You can just see the scene in the film, can’t you?
The trouble, I think, is that Hosseini, despite all the violence in his novel, is too much in love with his main characters, too hell bent on making things come out right. He wants us to sympathise with all his characters (all except the one designated ‘villain’ who is as wooden a caricature as any I’ve ever had the misfortune to read) and as a result we end up sympathising with none of them. Hassan is supposed to be the devoted friend who suffers all in silence, but he comes across as a spineless doormat who deserves to be taken advantage of. Amir is supposed to be tortured and needy, but he comes across as weak and self-obsessed. Everyone in this novel is so busy playing his or her assigned role that they never end up being people in their own right, but remain puppets for Hosseini to tell his story with.
As for Hosseini’s prose – it’s adequate enough, but hardly rises to the levels of brilliance that would be needed to lift this book out if its mediocrity. A Rushdie could have taken a story this obvious and made it sing through sheer wordplay. Hosseini has nowhere near that kind of talent.

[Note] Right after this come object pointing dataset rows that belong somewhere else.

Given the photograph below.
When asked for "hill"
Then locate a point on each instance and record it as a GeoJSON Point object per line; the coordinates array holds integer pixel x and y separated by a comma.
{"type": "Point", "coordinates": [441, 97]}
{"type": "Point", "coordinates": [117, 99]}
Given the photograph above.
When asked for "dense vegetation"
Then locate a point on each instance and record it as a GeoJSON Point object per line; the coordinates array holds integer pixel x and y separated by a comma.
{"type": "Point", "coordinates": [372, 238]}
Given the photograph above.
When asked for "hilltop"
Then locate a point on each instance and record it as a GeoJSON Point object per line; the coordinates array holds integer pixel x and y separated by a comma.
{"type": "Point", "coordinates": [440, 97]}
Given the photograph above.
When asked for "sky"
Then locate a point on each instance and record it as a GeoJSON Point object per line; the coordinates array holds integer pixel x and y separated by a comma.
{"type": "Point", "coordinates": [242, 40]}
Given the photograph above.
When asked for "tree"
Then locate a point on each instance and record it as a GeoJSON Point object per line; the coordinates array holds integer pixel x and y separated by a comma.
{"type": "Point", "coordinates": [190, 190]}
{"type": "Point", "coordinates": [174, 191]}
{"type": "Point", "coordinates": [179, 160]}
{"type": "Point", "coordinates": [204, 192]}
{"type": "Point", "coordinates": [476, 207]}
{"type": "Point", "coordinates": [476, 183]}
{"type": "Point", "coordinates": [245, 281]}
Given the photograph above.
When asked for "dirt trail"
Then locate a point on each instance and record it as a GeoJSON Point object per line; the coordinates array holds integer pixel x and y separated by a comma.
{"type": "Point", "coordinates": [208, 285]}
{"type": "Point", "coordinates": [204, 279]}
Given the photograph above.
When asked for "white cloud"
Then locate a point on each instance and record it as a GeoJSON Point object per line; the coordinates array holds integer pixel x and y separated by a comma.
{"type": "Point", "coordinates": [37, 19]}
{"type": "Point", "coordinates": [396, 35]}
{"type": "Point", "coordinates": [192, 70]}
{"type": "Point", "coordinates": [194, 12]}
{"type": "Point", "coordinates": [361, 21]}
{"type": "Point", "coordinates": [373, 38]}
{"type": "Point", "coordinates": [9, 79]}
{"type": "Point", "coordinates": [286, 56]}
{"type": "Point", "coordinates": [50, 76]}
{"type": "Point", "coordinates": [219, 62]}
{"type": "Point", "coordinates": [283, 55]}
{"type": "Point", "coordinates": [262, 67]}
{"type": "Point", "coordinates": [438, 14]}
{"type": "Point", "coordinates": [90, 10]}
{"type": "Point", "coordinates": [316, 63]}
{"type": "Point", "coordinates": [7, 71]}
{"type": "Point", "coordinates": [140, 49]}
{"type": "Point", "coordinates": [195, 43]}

In the end, the reason the novel doesn’t work, I think, is because Hosseini’s feel-good storyline overwhelms the anguish he is trying to portray. The pain or suffering of his main characters never seems entirely believable, partly because you can see the redemption at the end coming a mile away, and partly because Hosseini is so busy explaining to you what his characters are feeling, that you never feel the need to imagine it for yourself. By contrast, the small vignettes of life in Afghanistan he offers seem more genuine, but this only deepens the triteness and artificiality of the novel, because you have the constant sense of real suffering, real trauma flitting around the periphery of the main plot.
All in all, then, The Kite Runner is an average read – patches of excellent writing muddied by page upon page of the most sickening sentimentality. Read it if you must, but if I were you, I’d save myself the trouble and just wait for the movie to come out.
 Amir, for example, having been cruelly beaten by his enemy, a senior Taliban official, and having maimed him in turn, manages to walk out of a building swarming with Taliban fighters, accompanied by the boy he is rescuing, and just drive away. One wonders why the Taliban fighters (who we are told would as soon shoot you as look at you) let him get away.